In my previous post, I made a prediction that Temba Mliswa was going to win the Norton seat ( That has since come true though the margin by which he won was rather subdued. The Norton by election, seen by many as a preview into the 2018 general elections, has been interpreted as a victory for the opposition. It was a tightly contested election and proved in some ways that ZANU (PF) is not indomitable yet will not be an easy push over in 2018. The opposition certainly will have to work thrice harder than the independent Temba Mliswa if it is going to beat ZANU (PF). A closer analysis of these results shows that as per tradition, rural constituencies are still under the sway of the ruling party.

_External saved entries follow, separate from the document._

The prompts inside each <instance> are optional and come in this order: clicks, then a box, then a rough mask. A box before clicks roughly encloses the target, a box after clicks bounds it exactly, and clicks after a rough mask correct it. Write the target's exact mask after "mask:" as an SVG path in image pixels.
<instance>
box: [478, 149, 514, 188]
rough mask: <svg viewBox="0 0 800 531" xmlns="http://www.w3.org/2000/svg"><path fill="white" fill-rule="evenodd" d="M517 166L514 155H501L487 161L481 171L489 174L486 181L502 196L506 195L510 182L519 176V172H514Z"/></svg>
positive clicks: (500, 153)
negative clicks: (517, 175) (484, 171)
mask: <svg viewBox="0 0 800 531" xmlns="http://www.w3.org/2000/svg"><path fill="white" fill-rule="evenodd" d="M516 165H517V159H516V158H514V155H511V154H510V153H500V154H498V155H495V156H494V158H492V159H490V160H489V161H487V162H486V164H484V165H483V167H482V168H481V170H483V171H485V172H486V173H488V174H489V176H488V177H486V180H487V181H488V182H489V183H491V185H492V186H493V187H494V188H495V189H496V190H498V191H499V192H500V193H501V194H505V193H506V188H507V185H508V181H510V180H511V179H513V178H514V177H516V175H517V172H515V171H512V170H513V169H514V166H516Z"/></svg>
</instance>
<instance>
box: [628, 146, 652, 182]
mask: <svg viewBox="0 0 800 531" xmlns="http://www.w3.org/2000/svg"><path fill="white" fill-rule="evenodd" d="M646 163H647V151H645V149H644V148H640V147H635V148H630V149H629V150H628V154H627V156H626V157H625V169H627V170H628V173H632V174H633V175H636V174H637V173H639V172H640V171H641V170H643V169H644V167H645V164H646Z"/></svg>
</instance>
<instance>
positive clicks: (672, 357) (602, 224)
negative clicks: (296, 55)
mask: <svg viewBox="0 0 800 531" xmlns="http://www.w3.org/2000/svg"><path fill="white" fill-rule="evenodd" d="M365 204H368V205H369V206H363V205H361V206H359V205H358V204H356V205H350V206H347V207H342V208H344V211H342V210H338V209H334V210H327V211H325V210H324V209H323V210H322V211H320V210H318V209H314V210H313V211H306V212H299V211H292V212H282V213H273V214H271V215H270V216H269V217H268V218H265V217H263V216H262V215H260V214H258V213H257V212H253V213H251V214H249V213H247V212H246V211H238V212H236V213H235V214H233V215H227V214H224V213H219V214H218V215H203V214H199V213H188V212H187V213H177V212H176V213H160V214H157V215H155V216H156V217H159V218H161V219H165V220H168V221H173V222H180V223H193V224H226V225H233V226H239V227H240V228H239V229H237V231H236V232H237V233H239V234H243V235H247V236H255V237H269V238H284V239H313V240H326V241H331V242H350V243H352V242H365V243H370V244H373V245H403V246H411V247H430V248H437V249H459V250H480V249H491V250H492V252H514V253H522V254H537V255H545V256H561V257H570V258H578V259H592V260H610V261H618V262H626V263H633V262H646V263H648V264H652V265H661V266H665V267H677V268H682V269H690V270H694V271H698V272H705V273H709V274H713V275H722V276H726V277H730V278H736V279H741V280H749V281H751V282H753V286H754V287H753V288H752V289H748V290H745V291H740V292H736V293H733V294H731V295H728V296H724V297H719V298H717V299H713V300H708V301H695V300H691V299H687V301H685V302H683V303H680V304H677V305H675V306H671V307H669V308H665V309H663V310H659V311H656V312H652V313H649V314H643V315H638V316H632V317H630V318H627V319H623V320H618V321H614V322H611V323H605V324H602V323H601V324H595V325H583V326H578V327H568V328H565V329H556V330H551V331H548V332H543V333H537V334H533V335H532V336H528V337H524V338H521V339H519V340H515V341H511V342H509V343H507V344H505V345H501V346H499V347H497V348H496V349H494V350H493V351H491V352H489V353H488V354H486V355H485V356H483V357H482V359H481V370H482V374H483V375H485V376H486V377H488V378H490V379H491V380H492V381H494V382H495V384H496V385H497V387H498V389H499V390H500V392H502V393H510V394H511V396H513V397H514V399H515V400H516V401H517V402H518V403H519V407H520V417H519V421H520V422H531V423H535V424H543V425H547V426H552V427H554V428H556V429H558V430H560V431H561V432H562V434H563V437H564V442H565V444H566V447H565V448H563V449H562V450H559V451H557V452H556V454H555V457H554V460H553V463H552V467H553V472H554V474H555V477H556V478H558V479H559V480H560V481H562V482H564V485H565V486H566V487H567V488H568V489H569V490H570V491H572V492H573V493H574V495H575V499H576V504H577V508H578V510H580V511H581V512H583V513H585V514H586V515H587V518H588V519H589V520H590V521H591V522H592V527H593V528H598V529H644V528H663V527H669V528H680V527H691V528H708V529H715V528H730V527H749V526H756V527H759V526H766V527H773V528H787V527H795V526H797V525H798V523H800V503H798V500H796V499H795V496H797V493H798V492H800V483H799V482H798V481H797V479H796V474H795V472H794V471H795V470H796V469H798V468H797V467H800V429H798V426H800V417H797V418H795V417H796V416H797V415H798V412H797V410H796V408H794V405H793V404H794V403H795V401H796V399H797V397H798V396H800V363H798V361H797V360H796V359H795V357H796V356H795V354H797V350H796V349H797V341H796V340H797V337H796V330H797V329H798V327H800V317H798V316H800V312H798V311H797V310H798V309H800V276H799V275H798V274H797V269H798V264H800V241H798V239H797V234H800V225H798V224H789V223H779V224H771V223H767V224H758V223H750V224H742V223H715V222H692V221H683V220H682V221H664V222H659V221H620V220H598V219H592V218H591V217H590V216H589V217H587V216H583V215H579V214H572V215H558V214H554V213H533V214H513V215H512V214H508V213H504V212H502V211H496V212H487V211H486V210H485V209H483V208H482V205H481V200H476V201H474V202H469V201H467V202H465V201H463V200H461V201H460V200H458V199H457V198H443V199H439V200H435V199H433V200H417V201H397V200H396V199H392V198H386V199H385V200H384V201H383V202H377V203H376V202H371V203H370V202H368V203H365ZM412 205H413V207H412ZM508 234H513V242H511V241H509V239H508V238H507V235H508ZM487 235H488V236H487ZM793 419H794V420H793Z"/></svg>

In the Norton by-election, there were three rural polling stations (wards) and yet of these three, ZANU PF managed to win two. In general elections, there are more rural constituencies and polling stations than there are in urban areas (uneven distribution of constituencies and polling stations is an issue that has been contested by the opposition in previous elections). For presidential elections, in which it is the gross total of ballots cast that determine the overall winner, it means ZANU (PF) stands a much greater chance to win than the opposition (more so if the opposition is not united). The opposition has to find a formula to increase its support base in the rural areas.

Overall results of the Norton 2016 By-Election

Candidates No. of Votes Percentage of valid votes cast
Temba Mliswa (Independent) 8927 58.7
Ronald T Chimedza (ZANU PF) 6192 40.7
David Choga (NCA) 89 0.6
Total 15 208 100


ZANU (PF) came strongly in some urban wards particularly ward 7 (Mliswa 551 votes; 55% and Chimedza 432 votes; 43%), ward 12 (Mliswa 1389 votes; 56.4% and Chimedza 1064 votes; 43.2%). These are urban wards from which bigger winning margins were expected.

Given the current negative economic conditions, which are getting closer to those of the pre-2008 harmonized elections, for ZANU (PF) to get such significant number of votes, it means the opposition cannot relax and believe that it will have an easy run in 2018. Besides, Temba Mliswa’s victory might have something to do with his previous position as a member of the ruling party and that those who were unhappy with his dismissal gave him a sympathetic vote, revealing that ZANU (PF) as a party is still strong minus factionalism.

Among other reasons that led to Mliswa winning, is the current factionalism rocking the ruling party. There were reports of some ZANU (PF) officials celebrating Mliswa’s victory. In other words, without factionalism, Temba Mliswa’s chances of winning were relatively slim. Mugabe will take tougher steps to eradicate factionalism in ZANU (PF) to ensure that the party contests the 2018 elections united. It is not easy to tell how he is going to do it. Factionalism was partly responsible for ZANU (PF)’s dismal performance in 2008 and because by 2013 the party was united, it performed better. Temba Mliswa himself attributed his victory to the divisions in the party. There is no guarantee that by 2018, the ruling party will still be divided. Much work needs to be done in form of analysis of the Norton by election in order to generate better strategies to sway the vote comfortably in favor of the opposition come 2018.